個人的には、なでしこジャパンの優勝さえも「他力本願」のなせる技だと思ってます。
いや・・・なでしこが死力を振り絞ってプレーしたのは、誰の目にもわかることですが、
それでも勝てない時は、どんな死に物狂いになっても勝てません。

でも、前半に3点入れられてもおかしくなかった流れに、米国選手が決められなかったこと、
延長残り3分で、追いついた澤選手のシュート。
自力を尽くしてからの「他力」じゃないかな。

魁皇関の相撲で一番印象的だったのは、貴ノ浪と一番で大けがしたことですね。
テレビで見てても、一瞬で大けがだとわかる一番でした。

あれから魁皇の相撲は変わったというのは、自伝にも書いてある通りですが、
私は白鵬に勝った1044勝目を含む、引退直前の何番かが素晴らしいと思ってます。

柔道で言う”空気投げ”に通じる、最小の力で最大の力を発揮する相撲は、
若い頃、怪力に頼っていた相撲とは明らかに違いますが、
23年取り続けて到達した境地ではないかと思います。

それにしても23年!
私の子供の時分には、長谷川とか麒麟児がずっと取り続けてすごいなと思った覚えがありますが、
7歳の子が30歳、高校生が四十路を迎えるまで取り続けてきたのですから、
相撲=魁皇と思ってる若い人も多いんじゃないかな。

こんな力士はもう二度と出ないでしょう。
魁皇関、お疲れさまでした。
一日も早く良い親方になって、今の相撲界を巻き返してくださいませ。

写真は石見銀山の羅漢寺にある五百羅漢の一部です。

魁皇引退・なでしこジャパン、その他力本願” への2件のコメント

  1. 空気投げ
    画伯おはようございます。来ましたよ。
    相撲部はお通夜みたいでしたね。私もなんだか沈み込みました。
    おっしゃるとおり最後のほうの魁皇の「空気投げ」みたいな勝ち方、なんか仙人の境地に見えました。もう魁皇しかできないっていうか。

    某関脇については、あんだけもたもたしていてなお多くの人をひきつける(含私)あの魅力はなんなんでしょうか。勝つときのあの強さとつねに感じさせる伸びしろですかね。
    怪我しないし、あの人も引っ張ると思いますね。

    なでしこさんたちについては、私は全然心配しませんでした。
    圧倒的に地力では向こうでした。

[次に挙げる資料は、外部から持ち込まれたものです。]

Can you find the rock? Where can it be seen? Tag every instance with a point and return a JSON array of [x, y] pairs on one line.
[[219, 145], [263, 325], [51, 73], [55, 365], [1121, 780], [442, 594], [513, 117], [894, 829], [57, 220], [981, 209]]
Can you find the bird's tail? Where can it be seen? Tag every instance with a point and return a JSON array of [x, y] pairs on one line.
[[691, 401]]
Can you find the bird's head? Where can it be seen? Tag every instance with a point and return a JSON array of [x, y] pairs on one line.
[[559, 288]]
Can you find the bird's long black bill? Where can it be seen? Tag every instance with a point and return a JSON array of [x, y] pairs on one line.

でも前半の猛攻撃が点に結びつかなかったとき、今日は勝つなあと思っていました。
    延長で逆転されたとき、ああこれが順当かなと思いましたがそのあと澤選手のあの得点。
    PKになったときにはもう安心してみていました。PKは体格関係ないしね。

  2. がぶがぶ
    あ@花さん、おはようございます!

    仙人の境地とは言い得て妙ですね。
    ふわりと相手の体が浮いてしまう相撲、あれを継承する力士は生まれるのかな。

    >某関脇については、あんだけもたもたしていてなお多くの人をひきつける(含私)あの魅力はなんなんでしょうか。

    たしかにね~。

    昨日の琴奨菊が白鵬を破った一番、あれでほぼ大関取りは成されるでしょう。
    まあ、魁皇のいなくなったあとの日本人大関を埋めるには良いかもしれませんが、菊の相撲はのびしろがないもんね。

    相撲界も言わないけど、期待してるのはあの人でしょう。
    来場所から期待ですね。
    魁皇じゃないけど、遅咲きでも良いと思ってます。

    >延長で逆転されたとき、ああこれが順当かなと思いましたがそのあと澤選手のあの得点。

    そうなんです。
    ニャンバック、じゃないワンバック(・・・なんて、ウフッ♪)の1点が入った時はそう思いましたが、
    何となく追いつく空気もありましたね。

    ともかく、Wカップのオーストラリア戦みたいに、5分で3点も入れられる逆の立場を見てきてましたから、実に溜飲の下る思いでした。

    PKは海堀が足で防いだ最初のセーブですね。
    私は最後までドキドキしてましたけどね~。